Brown’s body was found in the early hours of 16 April on a street in a suburb of Monrovia, Liberia’s capital, where he had been thrown from a car after being stabbed twice, police said. Brown worked for Super FM, a commercial radio and TV station.
Charles Coffey, the head of the Press Union of Liberia, told RSF he was “shocked over the vicious killing” and concerned that it had “increased the level of fear” and “self-censorship” among Liberia’s journalists.
“We ask the Liberian authorities to conduct a full and thorough investigation into the circumstances of Tyron Brown’s murder and to not rule out the possibility that it was linked to his work as a journalist,” said Arnaud Froger, the head of RSF’s Africa desk. “His murder has come in a climate of growing hostility towards journalists in recent months despite repeated promises by Liberia’s new president, George Weah, to defend press freedom.”
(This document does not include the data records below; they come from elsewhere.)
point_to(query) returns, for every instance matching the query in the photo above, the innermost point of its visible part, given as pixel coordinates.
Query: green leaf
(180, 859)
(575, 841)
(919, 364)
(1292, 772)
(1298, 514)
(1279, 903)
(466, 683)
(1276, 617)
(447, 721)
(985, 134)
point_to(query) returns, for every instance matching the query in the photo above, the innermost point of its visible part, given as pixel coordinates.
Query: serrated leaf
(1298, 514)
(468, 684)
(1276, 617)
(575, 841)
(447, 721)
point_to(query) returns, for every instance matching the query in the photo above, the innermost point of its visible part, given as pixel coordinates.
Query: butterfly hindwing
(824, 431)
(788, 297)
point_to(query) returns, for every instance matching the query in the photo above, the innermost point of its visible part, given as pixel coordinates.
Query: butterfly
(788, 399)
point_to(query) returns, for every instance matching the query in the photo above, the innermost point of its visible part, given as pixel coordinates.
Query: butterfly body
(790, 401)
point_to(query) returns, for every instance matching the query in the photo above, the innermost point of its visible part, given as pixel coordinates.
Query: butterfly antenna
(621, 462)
The Press Union of Liberia addressed an open letter to the UN secretary-general on 11 April voicing alarm at the “pace at which official intolerance for independent journalism and dissent is escalating in Liberia.” Two days before, the entire staff of the Monrovia-based daily, FrontPage Africa, were arrested and questioned by court officials in connection with a story about ruling party associates.
BBC reporter Jonathan Paye-Layleh has fled the country fearing reprisals from President Weah’s supporters after Weah accused him, during a press conference in March, of questioning the sincerity of Weah’s defence of human rights during Liberia’s civil war.
Journalists have also been attacked by Monrovia’s mayor, who described himself last month as “careless about the media criticisms of this government.”
Liberia is ranked 94th out of 180 countries in RSF's 2017 World Press Freedom Index.